In order to simplify the rule book and focus more attention on the bigger issues, rather than ones that are difficult to keep track of or enforce, many of the proposals would deregulate contact between coaches and prospective student-athletes.
That means unlimited phone calls. Ditto for text messages, which were banned in 2007. Unlimited mail. Unlimited coaches recruiting off campus. No dead period.
How will this impact the state schools, and college and high school football as a whole?
“I think it will be circus,” Oklahoma coach Bob Stoops said earlier this month.
The lift on the ban of text messaging is likely to be the biggest burden for recruits.
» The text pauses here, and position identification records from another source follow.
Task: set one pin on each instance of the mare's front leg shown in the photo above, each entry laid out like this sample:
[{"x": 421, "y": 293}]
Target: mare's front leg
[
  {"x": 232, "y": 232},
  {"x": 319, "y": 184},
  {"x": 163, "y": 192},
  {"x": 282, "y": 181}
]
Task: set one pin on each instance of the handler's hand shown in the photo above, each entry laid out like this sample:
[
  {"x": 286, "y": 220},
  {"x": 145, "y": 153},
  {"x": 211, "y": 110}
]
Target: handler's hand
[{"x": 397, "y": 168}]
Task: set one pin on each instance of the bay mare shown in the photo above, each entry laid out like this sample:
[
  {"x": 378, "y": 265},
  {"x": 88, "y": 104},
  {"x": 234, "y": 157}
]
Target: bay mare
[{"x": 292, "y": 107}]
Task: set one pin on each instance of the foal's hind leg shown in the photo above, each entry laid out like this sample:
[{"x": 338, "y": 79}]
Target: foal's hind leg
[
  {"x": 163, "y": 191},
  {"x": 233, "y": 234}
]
Many high-school athletes are already buried in their cellphones, where coaches can currently contact them through Facebook and Twitter messages. Now add back texting — often the most common form of communication between kids that age — and some phones may never stop buzzing.
“You'll be able to connect with them more,” Stoops said, “but can you imagine the recruit when there's 50 schools trying to get ahold of him and there's 50 schools texting him? It's gonna blow up. His girlfriend is never gonna get to him.”
Not to mention, it's sure to cause staffs to fight even more to balance communicating with prospective student-athletes and actually coaching the ones who are currently in the program.
“It's just going to put more time on all our coaches, keeping up and doing all that type of stuff,” Oklahoma State recruiting coordinator Johnny Barr said.
And in a world of soaring recruiting budgets, these proposals would make it even more costly to try to keep up.
More money will need to be spent on simple things like stationary and envelopes. But some schools will hire more manpower to essentially create a personnel department. Stoops half-joked he'd need to bring back legendary Sooner coach Barry Switzer to help. Other staff members, such as sports information directors, will even be permitted to recruit as long as it's not off campus.
“If they open it up where you can do anything, obviously the schools that have got a lot of money, they're going to go spend it,” Barr said. “They've always talked about a level playing field. Well, they just made it pretty bumpy out on that field.”
These new proposals are not a done deal, however. Earlier this month, the Big Ten coaches and athletic directors met and issued a statement asking the NCAA to take more time to evaluate these changes and possible consequences. Other conferences could follow suit before Aug. 1.
But if all goes through, an already crazy recruiting landscape would get even crazier.
“We can sit here and speculate all we want,” Stoops said. “It's gonna be chaotic and different. I don't know where it all comes from. I don't think we were all that far off with what we've been doing to have this radical change.”